While building this website with Hugo, I wanted to show the date of posts in German or English. However, this is currently (Hugo version 0.61) not easily possible. Therefore, I want to present my solution here.

The goal

In my case, which will serve as the example, the website has two languages: German and English. For every post, its creation date is shown. For the German version, it should show as 12. Dezember 2019, and for the English version it should be December 12, 2019.

The problem

With the .Format method, Hugo offers the possiblity to format a date (see documentation). You simply give the magic date Mon Jan 2 15:04:05 MST 2006 in the desired formatting. For example, calling .Date.Format "January 2, 2006" in a Hugo template shows the date of the post as December 12, 2019.

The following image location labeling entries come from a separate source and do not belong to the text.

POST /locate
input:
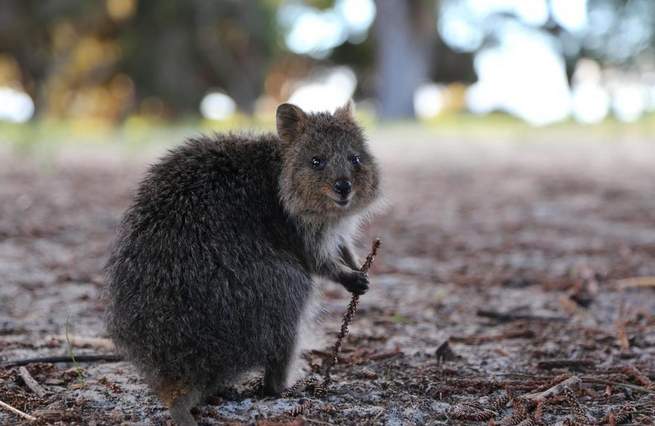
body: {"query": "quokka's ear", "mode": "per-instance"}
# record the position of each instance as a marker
(291, 121)
(346, 112)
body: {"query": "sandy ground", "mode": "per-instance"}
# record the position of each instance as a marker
(503, 272)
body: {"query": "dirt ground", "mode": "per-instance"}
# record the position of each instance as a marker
(507, 267)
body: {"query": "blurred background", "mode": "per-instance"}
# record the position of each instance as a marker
(93, 65)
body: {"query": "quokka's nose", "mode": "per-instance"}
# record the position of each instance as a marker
(343, 187)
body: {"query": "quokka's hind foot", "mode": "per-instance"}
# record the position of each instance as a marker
(180, 401)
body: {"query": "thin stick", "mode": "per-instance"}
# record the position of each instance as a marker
(31, 383)
(17, 411)
(617, 384)
(553, 391)
(348, 316)
(636, 282)
(58, 359)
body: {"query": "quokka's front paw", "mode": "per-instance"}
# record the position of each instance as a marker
(355, 282)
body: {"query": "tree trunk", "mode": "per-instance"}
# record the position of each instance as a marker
(405, 33)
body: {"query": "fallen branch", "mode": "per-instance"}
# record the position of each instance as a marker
(321, 388)
(509, 317)
(565, 363)
(17, 411)
(348, 316)
(617, 384)
(65, 358)
(553, 391)
(83, 341)
(31, 383)
(636, 282)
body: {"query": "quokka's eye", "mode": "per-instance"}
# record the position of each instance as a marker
(318, 163)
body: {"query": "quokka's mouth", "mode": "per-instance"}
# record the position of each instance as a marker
(341, 202)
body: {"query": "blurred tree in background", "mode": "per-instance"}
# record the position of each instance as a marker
(111, 59)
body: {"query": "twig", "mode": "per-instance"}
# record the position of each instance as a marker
(82, 341)
(58, 359)
(321, 388)
(31, 383)
(17, 411)
(509, 317)
(348, 316)
(553, 391)
(636, 282)
(617, 384)
(563, 363)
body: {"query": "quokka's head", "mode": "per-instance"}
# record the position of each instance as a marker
(328, 171)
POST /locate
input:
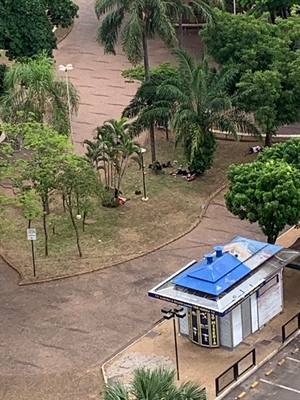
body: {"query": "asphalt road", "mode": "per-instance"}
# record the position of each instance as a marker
(282, 384)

But how does this look like in the German case? .Date.Format "2. Januar 2006" yields 12. Januar 2019, so the month is not translated as desired. Even worse: Januar is not even recognized as a month, but rather inserted as a fixed string. So how can we use a date formmatted in German?

A solution

My following solution is based on a suggestion in the Hugo documentation.

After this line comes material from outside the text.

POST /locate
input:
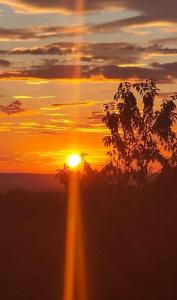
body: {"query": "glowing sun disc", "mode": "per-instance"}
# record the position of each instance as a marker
(74, 160)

First, we build a data template under data/monate.yml with the following content:

1: "Januar"
2: "Februar"
3: "März"
4: "April"
5: "Mai"
6: "Juni"
7: "Juli"
8: "August"
9: "September"
10: "Oktober"
11: "November"
12: "Dezember"

We introduce a partial template layouts/partials/date.html for displaying multilingual dates, with the following content:

{{ if eq "de" .language.Lang }}
    {{ .date.Day }}. {{ index .monate (printf "%d" .date.Month) }} {{ .date.Year }}
{{ else }}
    {{ .date.Format "January 2, 2006" }}
{{ end }}

So our template takes three parameters: date is the date which should be shown. language is the language in which the date should be formatted. And finally, monate describes our German month names. All three parameters are required, because no other variables can be accessed in a partial template. In order to use the template, we have to insert the following line at the desired place, e.g., in a single.html template:

{{ partial "date.html" (dict "date" . "language" $.Page.Language "monate" $.Site.Data.monate) }}

The current block must be the date, .e.g., in a {{ with .Date }} block. With this (admittedly quite complicated) method, we can format dates in multiple languages in Hugo. Additional languages can be added similar to German with additional data templates and new entries in the date.html template.